Bölüm 44
Düşlerimin Gelini
Toplantının üstünden 4 gün geçmişti ve Taha yüzüme bakmıyordu. Ne olduğunu anlamamıştım. Sürekli ne olduğunu sorup duruyordum ama bana cevap vermiyordu bu durum da Damla'nın hoşuna gidiyordu.
Son kez Tahayla konuşmayı denemeye karar vermiştim. Bu kez kesin konuşacak kararlıyım. Odamdan çıkıp seri adımlarla odasına geldim. Kapıyı çalıp açmasını bekledim. Kapıyı açtığında bana baktı ve kanalını çattı. Tam kapıyı kapatıyordu ki ayağımı kapının arasına koydum. Ama öyle hiç filmlerde ki gibi olmuyormuş. Ayağım kapının arasında sıkışınca tiz bir çığlık attım. Taha hemen kapıyı açıp yere çömelmiş ve ayağıma baktı. Ardından kafasını kaldırıp bana baktı.

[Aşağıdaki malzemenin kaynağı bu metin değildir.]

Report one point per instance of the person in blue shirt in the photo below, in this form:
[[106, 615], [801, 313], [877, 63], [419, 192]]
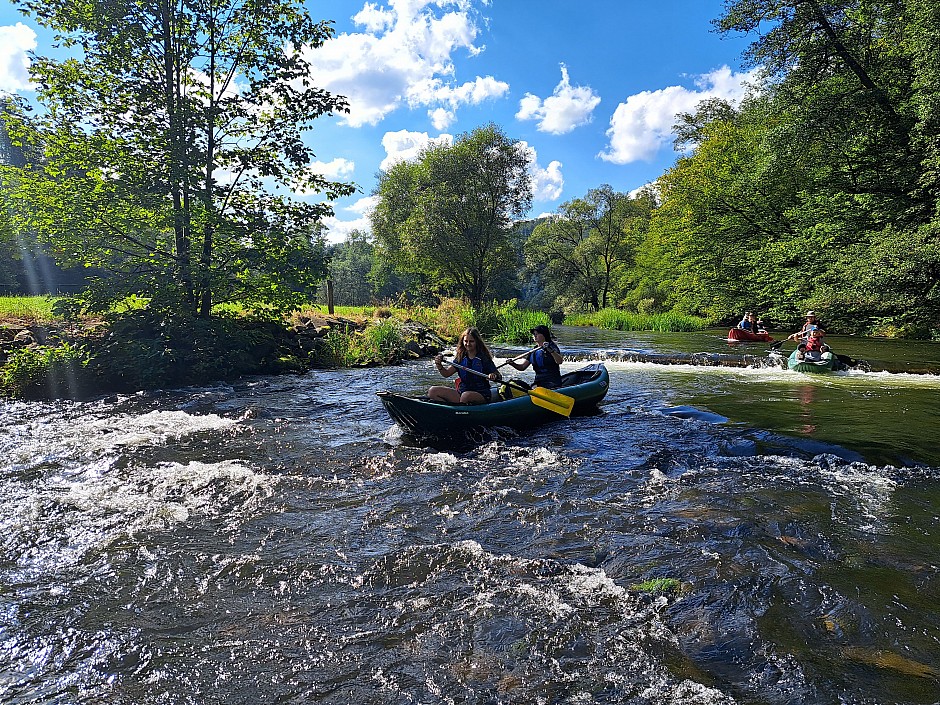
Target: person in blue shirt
[[545, 360], [473, 389], [811, 324]]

"İyi misin? " Hayır anlamında kafamı salladıktan sonra dudağımı büzerek suratına baktım. İyice bana yaklaşıp tek hamlede kucağına aldı. İçeri girdikten sonra beni yatağa bırakıp banyoya doğru gitti. Ne yapıyor diye bakmak için kafamı banyodan tarafa uzattığım sıra da yataktan yere düştüm. Çok güzel şimdi hem ayağım hem kalmam ağrıyordu. Gözlerimi devirip ayağa kalkmayı denedim ama ayağımın ağrısı yüzünden beceremedim. Taha odaya girdiğinde gözlerini devirip yanıma geldi.
"2 dakika yalnız bırakmaya gelmiyorsun. Hemen bir sakarlık. " dedi ve kolumdan tutup beni yatağa uzattı. Dizimi kendime doğru toplayıp bana biraz yakın oturmasını sağladım. Ayağımı dizlerinin üstüne koyup banyodan getirdiği kremi sürmeye başladı. Hiç göz teması kurmuyordu. Sadece ayağıma bakıyordu.
Ani bir kararla elimi yanağına koydum ve okşamak başladım. Taha bakışlarını bana çevirip ilk başta gözlerini kapattı. Ardından bir şey olmuş gibi hızlıca gözlerini açıp elimi yanağından indirdi. Özlemiş gibiydi ama neden böyle davranıyordu anlayamıyorum.
Kremi sürdükten sonra yataktan kalkıp "Odana gidebilir misin? Yoksa ben mi götüreyim?" dedi. Kaşlarımı çatıp yataktan kalktım. "Senin bu bakışlarını görmektense canım acıya acıya kendim giderim." dedim ve ilk adımım da acıyla inleyip duvara tutundum. O an Tahanın sesin duydum. "Tabi gidersin." hızlıca ona dönüp sert bir şekilde bakmaya başladım. Gözlerini devirip yanıma geldi ve kucağına aldı. Odasından çıkıp odamın kapısının önüne geldiğimizde kapının kartını çıkarıp okuttum. Kapı açılınca içeriye girdi ve ayağıyla kapıyı kapattı. Yatağa doğru yürürken "Koltuğa oturtsan olur mu?" diye sordum. Beni başıyla onaylandıktan sonra koltuğa doğru yürümeye başladı. Koltuğa oturtduktan arkasını döndü ve kapıya doğru yöneldi. Gitmesini istemiyordum ki. En azından ne olduğunu öğrenmeden.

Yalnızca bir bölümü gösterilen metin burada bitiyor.